Twenty-one RCTs were included in the review. Seven RCTs (n=1,411 participants) assessed the effects of laxatives, seven trials (n=2,639) assessed the effects of prucalopride, three trials (n=610) assessed the effects of lubiprostone and three trials (n=1,582) assessed the effects of linaclotide. Twelve of the 21 included studies were at low risk of bias.
Laxatives: Compared to placebo, laxatives were associated with a significantly lower rate of failure to respond to therapy (RR 0.52, 95% CI 0.46 to 0.60; seven studies) with an NNT of 3 (95% CI 2 to 4). Subgroup analyses according to type of laxative reported significant benefits for osmotic and stimulant laxatives when compared to placebo. There was no evidence of significant heterogeneity. Sensitivity analyses indicated that treatment effects remained similar. Laxatives significantly reduced individual chronic idiopathic constipation symptoms. Compared to placebo, mean number of stools per week was significantly higher with laxatives (WMD 2.55, 95% CI 1.53 to 3.57; six studies); subgroup analyses confirmed the benefits separately for both osmotic and stimulant laxatives. Significant heterogeneity (I2=100%) was identified in the analyses. Compared to placebo, laxatives were associated with significantly more frequent diarrhoea (RR 13.75, 95% CI 2.82 to 67.14; two studies) with an NNH of 3 (95% CI 2 to 6).

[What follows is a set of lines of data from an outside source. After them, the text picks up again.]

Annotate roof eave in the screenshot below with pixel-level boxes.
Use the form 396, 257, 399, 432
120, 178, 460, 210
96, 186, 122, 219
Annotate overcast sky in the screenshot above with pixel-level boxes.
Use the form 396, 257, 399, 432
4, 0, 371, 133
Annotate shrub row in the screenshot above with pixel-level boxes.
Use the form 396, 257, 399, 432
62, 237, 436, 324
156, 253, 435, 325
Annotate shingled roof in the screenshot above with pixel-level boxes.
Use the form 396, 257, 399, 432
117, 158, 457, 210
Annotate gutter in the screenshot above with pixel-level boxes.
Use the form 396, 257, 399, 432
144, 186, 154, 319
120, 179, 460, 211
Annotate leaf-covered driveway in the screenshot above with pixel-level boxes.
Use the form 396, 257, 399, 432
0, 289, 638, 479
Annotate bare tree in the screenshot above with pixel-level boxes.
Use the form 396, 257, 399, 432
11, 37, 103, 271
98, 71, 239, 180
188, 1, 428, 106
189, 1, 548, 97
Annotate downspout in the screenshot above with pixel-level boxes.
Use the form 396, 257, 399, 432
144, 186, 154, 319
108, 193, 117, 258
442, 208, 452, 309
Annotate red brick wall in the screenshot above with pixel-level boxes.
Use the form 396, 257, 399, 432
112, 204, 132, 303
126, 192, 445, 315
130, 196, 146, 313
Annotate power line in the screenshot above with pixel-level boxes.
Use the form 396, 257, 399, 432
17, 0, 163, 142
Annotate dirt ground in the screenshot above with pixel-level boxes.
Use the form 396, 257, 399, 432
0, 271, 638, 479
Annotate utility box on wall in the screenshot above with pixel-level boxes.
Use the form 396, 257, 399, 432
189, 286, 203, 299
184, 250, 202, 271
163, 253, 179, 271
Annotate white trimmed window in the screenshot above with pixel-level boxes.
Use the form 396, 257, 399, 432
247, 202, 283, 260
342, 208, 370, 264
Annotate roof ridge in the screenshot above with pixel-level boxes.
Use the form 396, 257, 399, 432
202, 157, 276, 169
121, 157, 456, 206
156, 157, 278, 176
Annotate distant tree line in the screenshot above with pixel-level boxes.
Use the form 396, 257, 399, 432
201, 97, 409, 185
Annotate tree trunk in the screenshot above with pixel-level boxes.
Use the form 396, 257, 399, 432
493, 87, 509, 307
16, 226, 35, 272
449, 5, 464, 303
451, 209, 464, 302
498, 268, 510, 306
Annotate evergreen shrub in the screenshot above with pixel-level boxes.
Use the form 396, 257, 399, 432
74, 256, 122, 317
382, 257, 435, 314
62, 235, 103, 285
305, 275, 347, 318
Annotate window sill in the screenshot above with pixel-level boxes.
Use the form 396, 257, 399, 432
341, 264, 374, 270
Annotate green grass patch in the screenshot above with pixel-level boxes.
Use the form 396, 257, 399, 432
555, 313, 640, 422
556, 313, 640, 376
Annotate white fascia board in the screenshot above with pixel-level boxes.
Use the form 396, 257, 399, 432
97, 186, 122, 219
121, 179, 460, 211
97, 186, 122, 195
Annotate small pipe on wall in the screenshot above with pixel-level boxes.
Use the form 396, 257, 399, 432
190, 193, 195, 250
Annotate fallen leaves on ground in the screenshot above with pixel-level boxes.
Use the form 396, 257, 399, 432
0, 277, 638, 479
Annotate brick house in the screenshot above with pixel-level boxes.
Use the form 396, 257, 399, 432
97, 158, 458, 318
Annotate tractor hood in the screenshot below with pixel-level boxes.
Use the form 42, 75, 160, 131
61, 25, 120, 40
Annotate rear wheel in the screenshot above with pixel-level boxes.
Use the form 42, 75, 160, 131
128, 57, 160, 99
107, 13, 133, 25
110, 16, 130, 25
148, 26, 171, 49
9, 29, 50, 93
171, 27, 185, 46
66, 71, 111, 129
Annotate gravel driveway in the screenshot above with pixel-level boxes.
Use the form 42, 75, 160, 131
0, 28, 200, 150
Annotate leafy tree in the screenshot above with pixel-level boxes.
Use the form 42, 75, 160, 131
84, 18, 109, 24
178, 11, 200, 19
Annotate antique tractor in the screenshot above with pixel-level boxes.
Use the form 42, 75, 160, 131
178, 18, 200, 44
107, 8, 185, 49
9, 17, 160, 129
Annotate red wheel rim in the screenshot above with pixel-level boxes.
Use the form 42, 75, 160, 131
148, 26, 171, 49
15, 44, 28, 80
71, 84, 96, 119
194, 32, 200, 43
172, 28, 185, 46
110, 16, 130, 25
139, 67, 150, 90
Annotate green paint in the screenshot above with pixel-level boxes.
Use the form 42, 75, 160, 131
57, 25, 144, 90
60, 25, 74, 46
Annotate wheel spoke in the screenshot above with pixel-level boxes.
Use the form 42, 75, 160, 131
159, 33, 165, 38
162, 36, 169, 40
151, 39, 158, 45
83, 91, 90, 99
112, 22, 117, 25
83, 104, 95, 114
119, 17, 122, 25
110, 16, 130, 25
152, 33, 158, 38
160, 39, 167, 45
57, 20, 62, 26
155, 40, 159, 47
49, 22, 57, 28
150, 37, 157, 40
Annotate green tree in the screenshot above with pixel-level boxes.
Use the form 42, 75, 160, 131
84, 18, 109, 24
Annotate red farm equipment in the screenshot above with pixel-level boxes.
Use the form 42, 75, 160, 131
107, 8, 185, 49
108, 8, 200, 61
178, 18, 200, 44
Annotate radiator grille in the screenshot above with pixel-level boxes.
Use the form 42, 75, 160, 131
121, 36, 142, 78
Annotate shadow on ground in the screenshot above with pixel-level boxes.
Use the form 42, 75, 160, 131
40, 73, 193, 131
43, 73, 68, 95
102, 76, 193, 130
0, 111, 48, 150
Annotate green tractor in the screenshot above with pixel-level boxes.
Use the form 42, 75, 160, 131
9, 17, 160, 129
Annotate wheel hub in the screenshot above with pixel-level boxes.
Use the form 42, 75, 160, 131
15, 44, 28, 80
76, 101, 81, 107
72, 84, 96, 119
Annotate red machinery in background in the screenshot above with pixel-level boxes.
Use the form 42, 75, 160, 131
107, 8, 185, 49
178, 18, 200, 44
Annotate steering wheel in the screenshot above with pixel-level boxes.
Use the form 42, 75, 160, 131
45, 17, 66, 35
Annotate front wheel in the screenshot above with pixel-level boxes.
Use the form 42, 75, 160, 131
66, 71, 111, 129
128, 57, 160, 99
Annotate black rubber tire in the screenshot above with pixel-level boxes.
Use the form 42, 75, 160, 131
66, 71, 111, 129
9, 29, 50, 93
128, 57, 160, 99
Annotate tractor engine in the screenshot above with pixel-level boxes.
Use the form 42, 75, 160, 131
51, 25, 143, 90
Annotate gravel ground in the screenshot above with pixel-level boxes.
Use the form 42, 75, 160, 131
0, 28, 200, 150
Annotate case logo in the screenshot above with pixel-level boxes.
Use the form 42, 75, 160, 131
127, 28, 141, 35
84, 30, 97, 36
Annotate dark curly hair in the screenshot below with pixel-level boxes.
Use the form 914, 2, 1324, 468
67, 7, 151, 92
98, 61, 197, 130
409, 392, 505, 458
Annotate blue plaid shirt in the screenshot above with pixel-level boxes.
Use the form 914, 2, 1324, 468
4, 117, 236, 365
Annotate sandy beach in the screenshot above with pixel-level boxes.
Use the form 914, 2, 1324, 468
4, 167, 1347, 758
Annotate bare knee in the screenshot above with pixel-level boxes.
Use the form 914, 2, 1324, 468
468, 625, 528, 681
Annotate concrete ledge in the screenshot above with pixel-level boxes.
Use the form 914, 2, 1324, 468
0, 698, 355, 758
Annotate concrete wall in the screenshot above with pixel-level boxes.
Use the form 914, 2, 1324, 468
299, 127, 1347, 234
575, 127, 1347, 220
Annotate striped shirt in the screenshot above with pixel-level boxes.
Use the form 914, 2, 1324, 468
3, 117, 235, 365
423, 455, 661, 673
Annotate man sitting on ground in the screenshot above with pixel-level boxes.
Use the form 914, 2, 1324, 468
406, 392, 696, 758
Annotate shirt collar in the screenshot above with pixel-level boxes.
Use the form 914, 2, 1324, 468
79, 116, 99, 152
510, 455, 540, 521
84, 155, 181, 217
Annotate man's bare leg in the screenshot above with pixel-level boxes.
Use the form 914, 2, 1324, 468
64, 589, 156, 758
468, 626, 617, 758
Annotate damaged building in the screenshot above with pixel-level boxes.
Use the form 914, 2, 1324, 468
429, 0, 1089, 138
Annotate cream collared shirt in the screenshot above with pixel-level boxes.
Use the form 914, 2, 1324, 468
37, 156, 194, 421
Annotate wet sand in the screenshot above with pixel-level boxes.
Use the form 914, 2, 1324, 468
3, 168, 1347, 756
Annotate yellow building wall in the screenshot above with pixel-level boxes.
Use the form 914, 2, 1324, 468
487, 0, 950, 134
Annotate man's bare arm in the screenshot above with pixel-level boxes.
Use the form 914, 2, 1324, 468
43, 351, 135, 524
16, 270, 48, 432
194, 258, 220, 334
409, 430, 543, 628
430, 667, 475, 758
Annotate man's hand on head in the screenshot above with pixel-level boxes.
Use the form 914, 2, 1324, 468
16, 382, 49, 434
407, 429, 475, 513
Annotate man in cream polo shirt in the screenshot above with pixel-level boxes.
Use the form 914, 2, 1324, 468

Prucalopride: Compared to placebo, prucalopride was associated with a significantly lower rate of failure to respond to therapy (RR 0.82, 95% CI 0.76 to 0.88; seven studies) with significant heterogeneity (I2=60%) between studies and an NNT of 6 (95% CI 5 to 9). When sensitivity analyses were undertaken, there was no longer evidence of significant heterogeneity. Prucalopride was associated with a significantly greater risk of adverse events such as headache, nausea and diarrhoea.
Lubiprostone: Compared to placebo, lubiprostone was associated with a significantly lower rate of failure to respond to therapy (RR 0.67, 95% CI 0.56 to 0.80; three studies) with an NNT of 4 (95% CI 3 to 7). Lubiprostone was associated with a significantly greater risk of adverse events such as nausea and diarrhoea. No significant heterogeneity was found in the analyses.
Linaclotide: Compared to placebo, linaclotide was associated with a significantly lower rate of failure to respond to therapy (RR 0.84, 95% CI 0.80 to 0.87; three studies) with an NNT of 6 (95% CI 5 to 8). A significantly higher proportion of patients on linaclotide reported a decrease in severity of abdominal discomfort and bloating. Linaclotide was associated with a significantly greater risk of diarrhoea (RR 3.08, 95% CI 1.27 to 7.48; three studies). No significant heterogeneity was found in the analyses.
Where funnel plots were able to be generated, there was generally no evidence of significant asymmetry that might indicate publication bias.